# Millie Pics.... at last



## TraceyT33 (Jun 25, 2012)

Here are some pics of Millie at last.... vary in age really


----------



## TraceyT33 (Jun 25, 2012)

58842_4834608747104_2128883092_n.jpg (61.9 KB)


----------



## TraceyT33 (Jun 25, 2012)

some more pics x


----------



## TraceyT33 (Jun 25, 2012)

some more pics haha.....


----------



## TraceyT33 (Jun 25, 2012)

the first one on 2nd batch is just after her visit to groomers omg i didn't think it was my dog.... she looked so different and we could see her face x


----------



## TraceyT33 (Jun 25, 2012)

the first one on 2nd batch is just after her visit to groomers omg i didn't think it was my dog.... she looked so different and we could see her face x


----------



## Janev1000 (Oct 4, 2011)

Ah pictures worth waiting for....Millie is really gorgeous! x


----------



## TraceyT33 (Jun 25, 2012)

Thanks Jane.... she seems to have lightened in colour since her grooming... seems much paler in her face. we all adore her x


----------



## Muttley Brody (Feb 14, 2012)

Great photos


----------



## mairi1 (Mar 12, 2012)

Ahhh Tracey she is stunning 

Def worth the wait!!! 

xxx


----------



## Cat 53 (Aug 26, 2012)

She is gorgeous!


----------



## RuthMill (Jun 30, 2012)

What age is Millie now? Lovely girl!


----------



## Janev1000 (Oct 4, 2011)

TraceyT33 said:


> Thanks Jane.... she seems to have lightened in colour since her grooming... seems much paler in her face. we all adore her x


Their faces seem to fade fast. Biscuit had deep apricot patches around both eyes and through the top of his head which had pretty much gone by 6 months. Now the deep patches on his body have almost gone and his ears have faded too!


----------



## Jedicrazy (Apr 26, 2011)

Miliie, Millie, what a pretty girl!


----------



## Duckdog (Jul 23, 2012)

hooray!
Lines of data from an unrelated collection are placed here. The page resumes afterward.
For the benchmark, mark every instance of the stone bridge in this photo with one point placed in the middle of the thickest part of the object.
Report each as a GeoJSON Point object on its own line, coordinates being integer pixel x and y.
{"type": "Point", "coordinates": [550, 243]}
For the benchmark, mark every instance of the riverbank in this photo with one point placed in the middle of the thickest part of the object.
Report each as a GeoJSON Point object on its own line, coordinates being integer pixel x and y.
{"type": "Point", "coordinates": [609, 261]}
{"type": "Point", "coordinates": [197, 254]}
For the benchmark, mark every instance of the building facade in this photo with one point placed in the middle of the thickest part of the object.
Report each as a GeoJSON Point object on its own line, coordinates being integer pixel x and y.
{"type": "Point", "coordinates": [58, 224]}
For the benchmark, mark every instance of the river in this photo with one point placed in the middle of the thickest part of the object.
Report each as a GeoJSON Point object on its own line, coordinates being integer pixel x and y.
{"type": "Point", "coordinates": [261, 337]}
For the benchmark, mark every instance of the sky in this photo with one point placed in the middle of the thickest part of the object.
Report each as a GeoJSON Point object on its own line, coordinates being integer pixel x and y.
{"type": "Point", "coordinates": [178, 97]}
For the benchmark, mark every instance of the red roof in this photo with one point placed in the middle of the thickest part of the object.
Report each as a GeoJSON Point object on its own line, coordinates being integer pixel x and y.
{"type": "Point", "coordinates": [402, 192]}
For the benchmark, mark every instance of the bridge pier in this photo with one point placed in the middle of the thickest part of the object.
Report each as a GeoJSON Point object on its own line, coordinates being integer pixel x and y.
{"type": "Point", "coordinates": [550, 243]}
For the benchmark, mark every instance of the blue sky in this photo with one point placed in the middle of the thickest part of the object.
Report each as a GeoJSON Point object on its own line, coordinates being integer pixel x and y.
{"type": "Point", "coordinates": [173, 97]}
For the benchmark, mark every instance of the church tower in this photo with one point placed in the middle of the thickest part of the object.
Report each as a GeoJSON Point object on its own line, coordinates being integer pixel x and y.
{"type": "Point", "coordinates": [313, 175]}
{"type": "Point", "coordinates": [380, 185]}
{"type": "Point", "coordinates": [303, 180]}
Pictures of Millie!  She is just a total cutie pie, very very lovely furry poo face!


----------



## TraceyT33 (Jun 25, 2012)

Hi Millie is 18 weeks now.... time flies xxx


----------



## TraceyT33 (Jun 25, 2012)

ahhhh thank you everyone.... she is adorable and such a clever girl. xxx


----------



## KCsunshine (Apr 16, 2012)

At last! Awww, she is absolutely gorgeous, I love her little pretty face! Beautiful before and after her little groom. 

Thanks for posting.


----------



## mandym (Jun 5, 2011)

She is absolutely beautiful!! What a lovely coat she has x


----------